As formal parameters in a function definition, char s[]; and char *s; are equivalent; we prefer the latter because it says more explicitly that the variable is a pointer.
It is possible to pass part of an array to a function, by passing a pointer to the beginning of the subarray
If one is sure that the elements exist, it is also possible to index backwards in an array; p[-1], p[-2], and so on are syntactically legal, and refer to the elements that immediately precede p[0].
pointer or address arithmetic, here we go!
C is consistent and regular in its approach to address arithmetic; its integration of pointers, arrays, and address arithmetic is one of the strengths of the language.
alloc, and afree: This shared array is private to alloc and afree. Since they deal in pointers, not array indices, no other routine need know the name of the array, which can be declared static in the source file containing alloc and afree, and thus be invisible outside it. In practical implementations, the array may well not even have a name; it might instead be obtained by calling malloc or by asking the operating system for a pointer to some unnamed block of storage.
ERROR: error: invalid operands to binary - (have ‘int’ and ‘char *’) if (0 + ARRLEN - free_spot >= num_of_req_slots){????

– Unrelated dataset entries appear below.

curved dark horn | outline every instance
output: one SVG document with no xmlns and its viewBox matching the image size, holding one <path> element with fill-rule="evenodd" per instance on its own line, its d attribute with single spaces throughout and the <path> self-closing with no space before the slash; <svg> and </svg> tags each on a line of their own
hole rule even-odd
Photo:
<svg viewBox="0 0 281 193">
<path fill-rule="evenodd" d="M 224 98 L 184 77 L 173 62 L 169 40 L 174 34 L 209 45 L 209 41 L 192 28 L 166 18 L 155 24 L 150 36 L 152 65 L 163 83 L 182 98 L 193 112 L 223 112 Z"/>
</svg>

C guarantees that zero is never a valid address for data, so a return value of zero can be used to signal an abnormal event, in this case no space. Pointers and integers are not interchangeable. Zero is the sole exception: the constant zero may be assigned to a pointer, and a pointer may be compared with the constant zero. The symbolic constant NULL is often used in place of zero, as a mnemonic to indicate more clearly that this is a special value for a pointer. NULL is defined in <stdio.h>.